The only antidote to this level of skepticism is trust. Scientists and statisticians ultimately trust themselves--their methods and their ability to comprehend and explain the results. Likewise, we all trust those we keep close to us because we know them. So when Pew's study was released and evangelicals started raining doom and data, I was immediately skeptical because the data didn't corroborate with the stories I'd heard. It's the difference between trusting people I know and trusting an organization of people I don't know who surveyed thousands more I don't know.

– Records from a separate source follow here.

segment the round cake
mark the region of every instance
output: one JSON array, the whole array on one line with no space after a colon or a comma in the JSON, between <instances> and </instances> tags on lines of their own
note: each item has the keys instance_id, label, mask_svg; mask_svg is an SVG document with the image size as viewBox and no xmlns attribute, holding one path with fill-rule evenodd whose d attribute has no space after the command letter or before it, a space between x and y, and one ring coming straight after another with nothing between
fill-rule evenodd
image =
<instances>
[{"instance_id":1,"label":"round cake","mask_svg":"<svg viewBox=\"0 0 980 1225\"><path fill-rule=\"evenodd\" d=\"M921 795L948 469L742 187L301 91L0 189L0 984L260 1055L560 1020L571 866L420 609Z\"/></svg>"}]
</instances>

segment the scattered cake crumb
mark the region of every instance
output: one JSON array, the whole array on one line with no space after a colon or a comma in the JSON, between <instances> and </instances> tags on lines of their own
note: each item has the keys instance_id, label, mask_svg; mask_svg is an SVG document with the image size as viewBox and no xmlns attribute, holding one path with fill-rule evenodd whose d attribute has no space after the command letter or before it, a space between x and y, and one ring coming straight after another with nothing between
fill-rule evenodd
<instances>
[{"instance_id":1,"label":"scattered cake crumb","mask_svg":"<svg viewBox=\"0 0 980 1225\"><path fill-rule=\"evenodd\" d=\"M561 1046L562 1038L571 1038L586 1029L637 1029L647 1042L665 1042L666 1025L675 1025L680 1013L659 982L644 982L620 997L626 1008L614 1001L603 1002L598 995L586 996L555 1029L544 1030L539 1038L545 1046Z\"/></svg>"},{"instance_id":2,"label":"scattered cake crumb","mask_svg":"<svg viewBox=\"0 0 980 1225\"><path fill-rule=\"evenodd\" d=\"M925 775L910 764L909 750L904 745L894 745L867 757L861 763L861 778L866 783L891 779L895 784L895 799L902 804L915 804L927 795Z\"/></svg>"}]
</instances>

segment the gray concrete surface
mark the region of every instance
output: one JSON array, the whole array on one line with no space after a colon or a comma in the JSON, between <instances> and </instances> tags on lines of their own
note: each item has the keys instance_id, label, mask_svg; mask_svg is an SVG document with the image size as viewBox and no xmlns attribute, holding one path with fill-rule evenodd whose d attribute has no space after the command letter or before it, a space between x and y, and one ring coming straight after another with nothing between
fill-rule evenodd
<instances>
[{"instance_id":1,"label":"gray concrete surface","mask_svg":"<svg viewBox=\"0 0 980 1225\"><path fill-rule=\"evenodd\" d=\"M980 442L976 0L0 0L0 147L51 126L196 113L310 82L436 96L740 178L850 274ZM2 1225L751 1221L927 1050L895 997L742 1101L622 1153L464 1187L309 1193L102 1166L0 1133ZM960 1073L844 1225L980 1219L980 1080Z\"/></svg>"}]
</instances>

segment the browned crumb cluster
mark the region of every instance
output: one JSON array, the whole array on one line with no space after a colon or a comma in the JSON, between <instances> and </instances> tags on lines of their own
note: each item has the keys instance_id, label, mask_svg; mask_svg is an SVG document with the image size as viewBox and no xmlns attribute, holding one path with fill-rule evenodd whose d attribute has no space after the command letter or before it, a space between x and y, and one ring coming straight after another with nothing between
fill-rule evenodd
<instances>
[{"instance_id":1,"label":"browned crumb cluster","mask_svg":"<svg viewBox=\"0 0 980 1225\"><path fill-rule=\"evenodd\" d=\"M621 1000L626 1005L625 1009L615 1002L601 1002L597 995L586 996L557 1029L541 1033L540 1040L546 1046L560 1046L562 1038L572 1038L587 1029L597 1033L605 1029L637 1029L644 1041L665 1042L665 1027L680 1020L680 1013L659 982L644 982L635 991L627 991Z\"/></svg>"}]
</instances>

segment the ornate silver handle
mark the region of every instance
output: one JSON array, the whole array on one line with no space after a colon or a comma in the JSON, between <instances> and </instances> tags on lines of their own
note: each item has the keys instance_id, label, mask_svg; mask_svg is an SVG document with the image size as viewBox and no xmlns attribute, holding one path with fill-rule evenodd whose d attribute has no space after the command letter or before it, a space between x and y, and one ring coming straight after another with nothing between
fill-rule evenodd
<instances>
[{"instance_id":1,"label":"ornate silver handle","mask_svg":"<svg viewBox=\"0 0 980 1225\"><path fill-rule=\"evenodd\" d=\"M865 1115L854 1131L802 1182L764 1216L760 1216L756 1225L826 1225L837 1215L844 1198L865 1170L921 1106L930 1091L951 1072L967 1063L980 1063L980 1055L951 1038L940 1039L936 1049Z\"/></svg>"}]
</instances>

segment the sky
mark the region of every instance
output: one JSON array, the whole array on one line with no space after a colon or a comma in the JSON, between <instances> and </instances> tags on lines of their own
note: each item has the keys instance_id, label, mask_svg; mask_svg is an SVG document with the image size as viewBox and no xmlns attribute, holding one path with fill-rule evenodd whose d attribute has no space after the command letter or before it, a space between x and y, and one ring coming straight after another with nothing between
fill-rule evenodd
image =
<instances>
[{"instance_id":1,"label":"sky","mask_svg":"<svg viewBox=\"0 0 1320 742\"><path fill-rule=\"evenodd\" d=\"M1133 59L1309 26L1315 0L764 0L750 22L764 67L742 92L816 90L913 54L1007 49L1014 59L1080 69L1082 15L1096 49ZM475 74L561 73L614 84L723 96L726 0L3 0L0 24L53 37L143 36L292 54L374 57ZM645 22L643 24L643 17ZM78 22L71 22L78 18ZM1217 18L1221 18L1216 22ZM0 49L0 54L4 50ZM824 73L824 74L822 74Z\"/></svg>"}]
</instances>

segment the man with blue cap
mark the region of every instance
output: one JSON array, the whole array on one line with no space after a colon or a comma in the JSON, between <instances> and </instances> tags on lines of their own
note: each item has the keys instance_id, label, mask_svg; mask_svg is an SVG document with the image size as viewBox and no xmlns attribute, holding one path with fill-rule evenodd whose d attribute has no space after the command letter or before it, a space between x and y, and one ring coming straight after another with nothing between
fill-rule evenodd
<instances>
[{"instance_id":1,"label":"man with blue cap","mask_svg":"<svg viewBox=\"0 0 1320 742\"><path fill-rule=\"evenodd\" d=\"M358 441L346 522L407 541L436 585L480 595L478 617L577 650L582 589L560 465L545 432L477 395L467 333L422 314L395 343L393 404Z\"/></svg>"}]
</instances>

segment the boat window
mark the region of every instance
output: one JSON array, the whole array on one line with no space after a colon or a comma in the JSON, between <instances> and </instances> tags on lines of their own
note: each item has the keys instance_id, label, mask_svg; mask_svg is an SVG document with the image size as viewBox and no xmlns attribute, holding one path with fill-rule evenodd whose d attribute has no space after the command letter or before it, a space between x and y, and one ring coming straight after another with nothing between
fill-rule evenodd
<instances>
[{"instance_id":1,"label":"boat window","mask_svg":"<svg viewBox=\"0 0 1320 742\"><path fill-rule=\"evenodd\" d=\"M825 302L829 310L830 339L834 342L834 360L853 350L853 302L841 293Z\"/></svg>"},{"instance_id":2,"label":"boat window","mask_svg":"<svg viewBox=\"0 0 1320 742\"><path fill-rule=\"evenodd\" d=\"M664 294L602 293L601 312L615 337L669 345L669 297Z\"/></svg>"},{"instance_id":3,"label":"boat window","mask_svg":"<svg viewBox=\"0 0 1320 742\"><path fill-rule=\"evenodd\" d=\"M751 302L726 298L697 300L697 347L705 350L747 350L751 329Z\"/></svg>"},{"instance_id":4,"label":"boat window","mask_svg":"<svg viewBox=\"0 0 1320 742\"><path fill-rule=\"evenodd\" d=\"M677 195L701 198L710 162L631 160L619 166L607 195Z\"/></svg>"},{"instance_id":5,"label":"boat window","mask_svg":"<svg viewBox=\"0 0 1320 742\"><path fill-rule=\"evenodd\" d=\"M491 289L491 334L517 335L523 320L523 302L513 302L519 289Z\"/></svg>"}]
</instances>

That's why you're seeing more and more Millennials speaking up for their demographic, like this one:
I'm going to do something different here. I'm not going to cite Barna. I'm not going to quote Rachel Held Evans. I'm not going to link to any articles or blog posts. I'm just going to tell you what's true for me, and what I've seen to be true of others like me.
We're tired of studies and surveys speaking for us, so we're giving others the opportunity to get to know us rather than digitize us into their next pet project. Don't tell us that we're not leaving the church in great numbers because I've seen too many of my friends do so. Don't tell us that we're leaving due to outdated social norms because I know lots of people who don't care about those. Don't tell us that we'll come back if the church was more hip because none of my friends will. Stop telling us what we think and listen.

If you do, you'll find that we're a lot more interesting and complicated than data because data can never express who we are like relationships can. Furthermore, without relationship, our data would only lead us to naturalism and nihilism because we would never know about the loving God waiting for us in eternity. That's how he's chosen to reveal himself. And if our faith isn't about facts, why should our life be?